Rescue crews pulled him out of the house and onto dry land around 4 a.m. Thursday. Everything unfolded quickly, he said. So fast, in fact, that he didn’t have time to grab his clothes. So he went to the one place he knew would be open — Walmart.
“There’s always good scenery at Walmart especially early in the morning,” Mitchell joked. “Right when I stepped out (of the boat), I thought I had real shorts on. I said ‘no, I have my underwear on.’ I was that character in Walmart.”
Video of him walking through the store in his underwear and trying on clothes went viral.
Mitchell is a former first-round pick out of UCLA. He played for the Eagles from 2001 to 2004 and appeared in a Super Bowl with the team, Fox News said.

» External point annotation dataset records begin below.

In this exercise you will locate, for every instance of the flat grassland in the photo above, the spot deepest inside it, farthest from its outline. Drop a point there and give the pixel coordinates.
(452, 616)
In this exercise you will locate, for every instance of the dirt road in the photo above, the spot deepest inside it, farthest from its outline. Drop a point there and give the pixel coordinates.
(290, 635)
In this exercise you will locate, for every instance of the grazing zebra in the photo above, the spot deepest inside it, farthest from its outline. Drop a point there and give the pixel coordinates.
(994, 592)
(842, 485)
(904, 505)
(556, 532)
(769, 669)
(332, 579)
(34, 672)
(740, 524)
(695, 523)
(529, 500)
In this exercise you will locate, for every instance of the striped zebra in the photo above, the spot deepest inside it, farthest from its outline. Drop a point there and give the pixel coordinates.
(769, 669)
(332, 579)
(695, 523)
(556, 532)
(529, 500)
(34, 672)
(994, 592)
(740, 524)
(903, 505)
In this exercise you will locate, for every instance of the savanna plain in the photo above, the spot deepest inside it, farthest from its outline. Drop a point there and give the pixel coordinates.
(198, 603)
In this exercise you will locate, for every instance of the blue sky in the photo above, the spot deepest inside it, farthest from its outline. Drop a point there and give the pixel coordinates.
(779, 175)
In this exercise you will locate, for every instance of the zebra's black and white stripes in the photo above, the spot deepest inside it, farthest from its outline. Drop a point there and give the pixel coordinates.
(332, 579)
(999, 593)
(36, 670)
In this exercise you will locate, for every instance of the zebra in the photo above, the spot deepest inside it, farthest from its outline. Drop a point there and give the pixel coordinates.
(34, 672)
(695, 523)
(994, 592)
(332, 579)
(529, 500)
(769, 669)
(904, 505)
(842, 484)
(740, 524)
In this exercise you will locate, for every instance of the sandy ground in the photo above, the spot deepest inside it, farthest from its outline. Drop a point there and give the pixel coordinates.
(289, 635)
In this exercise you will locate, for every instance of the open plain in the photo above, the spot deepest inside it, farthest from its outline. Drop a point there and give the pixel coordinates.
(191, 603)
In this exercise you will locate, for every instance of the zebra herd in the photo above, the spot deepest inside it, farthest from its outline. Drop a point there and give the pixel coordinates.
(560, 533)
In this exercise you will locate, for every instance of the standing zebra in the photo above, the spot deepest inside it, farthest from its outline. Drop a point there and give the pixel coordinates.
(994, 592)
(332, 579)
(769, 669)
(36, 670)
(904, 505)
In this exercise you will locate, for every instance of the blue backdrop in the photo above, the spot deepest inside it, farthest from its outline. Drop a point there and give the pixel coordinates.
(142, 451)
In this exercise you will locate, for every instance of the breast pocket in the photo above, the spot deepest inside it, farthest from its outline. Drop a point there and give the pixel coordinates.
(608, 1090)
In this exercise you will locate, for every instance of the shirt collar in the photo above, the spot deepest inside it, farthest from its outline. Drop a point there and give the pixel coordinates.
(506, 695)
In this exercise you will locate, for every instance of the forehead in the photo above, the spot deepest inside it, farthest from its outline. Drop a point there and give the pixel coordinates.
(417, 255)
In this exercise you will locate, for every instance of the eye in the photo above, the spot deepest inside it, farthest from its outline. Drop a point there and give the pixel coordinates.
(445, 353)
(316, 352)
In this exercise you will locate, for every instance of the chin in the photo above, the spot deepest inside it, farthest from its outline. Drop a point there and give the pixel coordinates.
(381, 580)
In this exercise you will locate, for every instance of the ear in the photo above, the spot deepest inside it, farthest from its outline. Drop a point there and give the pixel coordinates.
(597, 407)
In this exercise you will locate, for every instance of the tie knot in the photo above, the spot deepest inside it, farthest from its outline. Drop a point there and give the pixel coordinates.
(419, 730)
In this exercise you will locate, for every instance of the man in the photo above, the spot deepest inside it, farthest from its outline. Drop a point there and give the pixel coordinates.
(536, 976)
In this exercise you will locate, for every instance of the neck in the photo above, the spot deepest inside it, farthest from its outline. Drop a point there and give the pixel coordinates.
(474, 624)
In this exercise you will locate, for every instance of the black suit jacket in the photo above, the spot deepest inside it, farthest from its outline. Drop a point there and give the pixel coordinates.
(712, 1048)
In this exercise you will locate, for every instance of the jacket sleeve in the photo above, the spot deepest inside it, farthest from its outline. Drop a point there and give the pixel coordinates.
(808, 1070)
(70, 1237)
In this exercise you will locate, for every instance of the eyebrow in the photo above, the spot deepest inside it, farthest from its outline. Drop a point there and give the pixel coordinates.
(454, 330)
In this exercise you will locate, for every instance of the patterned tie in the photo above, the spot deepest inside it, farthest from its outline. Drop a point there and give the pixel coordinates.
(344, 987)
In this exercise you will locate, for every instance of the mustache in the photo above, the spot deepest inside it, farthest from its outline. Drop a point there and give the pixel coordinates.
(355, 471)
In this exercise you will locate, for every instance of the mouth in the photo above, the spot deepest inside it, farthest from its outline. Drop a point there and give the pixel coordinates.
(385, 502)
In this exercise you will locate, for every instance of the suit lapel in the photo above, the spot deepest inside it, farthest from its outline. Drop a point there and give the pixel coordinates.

Hurricane Ida Fallout Overwhelms Rescue Workers
Hurricane Ida cut through the United States last week, leaving a path of destruction from the Gulf Coast and as far north as Connecticut. More than 700,000 people in Louisana are still without power, and it will likely take several weeks to return service to some, ABC News said.
The Northeast also has a long way to go before returning to normal. Heavy rains flooded New York City and neighboring New Jersey, causing flooding and several deaths. Many died in New York after basements flooded, trapping people inside, the Weather Channel notes. Thousands more lost homes and businesses.
Floodwaters in much of that region have receded, but the hard work is just beginning. New Jersey Gov. Phil Murphy told the TODAY show on Friday that residents of his state will need a lot of help.
“While the weather may be good and while the floodwaters may have receded, we are still not out of the woods. We still have a lot of damage that we’re dealing with; we still have floodwaters that are significantly higher than normal,” Murphy said. “We’re going to clean up and we’re going to stay together, and we’ll get back on our feet, but it may be a long road.”